祁桑想了一會兒才反應過來,原來是他那會兒硬要探查她天竅一事。
這事一回想起來,她的氣勢直接少了一半。
她沒什麼底氣道:“舊事休提,一碼歸一碼。”
還是得讓師尊上,畢竟——等會兒,他在故曦城傷成那樣,也沒好到哪裡去。
他們師徒三人,好像沒一個底氣足的。
祁桑清了清嗓子:“晏淮鶴,你最好能說出個所以然來。”
“那便先謝過師妹的體諒了。”晏淮鶴淡淡一笑,慢慢道,“其一,世人皆有親疏遠近,我倒也沒有那般濫好心,誰都要救上一救。”
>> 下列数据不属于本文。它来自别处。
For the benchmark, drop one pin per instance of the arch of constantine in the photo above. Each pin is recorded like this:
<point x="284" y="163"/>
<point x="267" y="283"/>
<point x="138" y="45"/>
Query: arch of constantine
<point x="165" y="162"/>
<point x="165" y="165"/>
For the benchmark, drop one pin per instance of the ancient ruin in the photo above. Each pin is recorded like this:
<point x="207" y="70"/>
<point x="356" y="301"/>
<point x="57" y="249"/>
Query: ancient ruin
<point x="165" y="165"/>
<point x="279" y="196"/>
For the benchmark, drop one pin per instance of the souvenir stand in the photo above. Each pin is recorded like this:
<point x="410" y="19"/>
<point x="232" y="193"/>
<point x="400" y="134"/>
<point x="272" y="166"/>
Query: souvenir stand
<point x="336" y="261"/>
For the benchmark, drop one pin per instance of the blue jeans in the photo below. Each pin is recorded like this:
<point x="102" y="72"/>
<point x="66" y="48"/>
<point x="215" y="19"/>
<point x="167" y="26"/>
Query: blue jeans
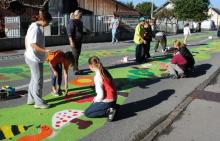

她轉了轉視線,義正辭嚴道:“打住,别打感情牌,我不吃這一套。”
“其二,凡事皆有輕重緩急,備上此藥是以防萬一,為了能在落入險境之際有反擊之力,并非是不愛惜自己。給你,或是給師尊服用,是明白你——”他擡眼看了她一眼,微不可查地停頓一下,“你們不會讓我出事的。”
祁桑沒發覺不對勁,認認真真聽着。
“我若在重傷之時,還強行以自身靈血煉丹,你責怪我,淮鶴絕不會多說一個字。”
她神色有所緩和:“這——可這也不是你取自己的血去煉藥的理由。”
有一就會有二,他想抽幹自己身上的血嗎?有乾風珏在身,也不能這麼折騰。就像那日的妄生草之毒……
他先道:“我知你生氣為何,不過是擔心我的傷勢。可當時,你身上的傷将要反噬,若不以丹藥壓下,你的傷比之此時此刻的我,有過之而無不及。”
而後又說:“我知師妹情急惱怒是擔心于我,可淮鶴亦會擔憂你的傷,将心比心,師妹應能體悟我的一番心意。”
最後,晏淮鶴言辭懇切:“自然,此回錯在淮鶴,下回不得你的允準,不會再有了。”
“……”
祁桑聽完他這環環相扣的一番話,沉默許久,什麼時候晏淮鶴這麼坦率了?
往常不是逼得他不得不說,他怕不是能一個人捂得死死的,最後還要嘴硬說句無事。
“你……”她抿了抿唇,盯着他打量,一直沒說下文。
半晌,祁桑才長呼出口氣,無奈嘀咕道:“什麼時候這麼……”
她将後續的話隐沒在心聲之下——什麼時候這麼“油嘴滑舌”了,讓人想生氣也生不起來,有些招架不了。
“所以,還氣麼?”晏淮鶴摩挲着藥碗,故作不解地問她。
祁桑輕哼了一聲:“快喝藥吧,苦死你算了。”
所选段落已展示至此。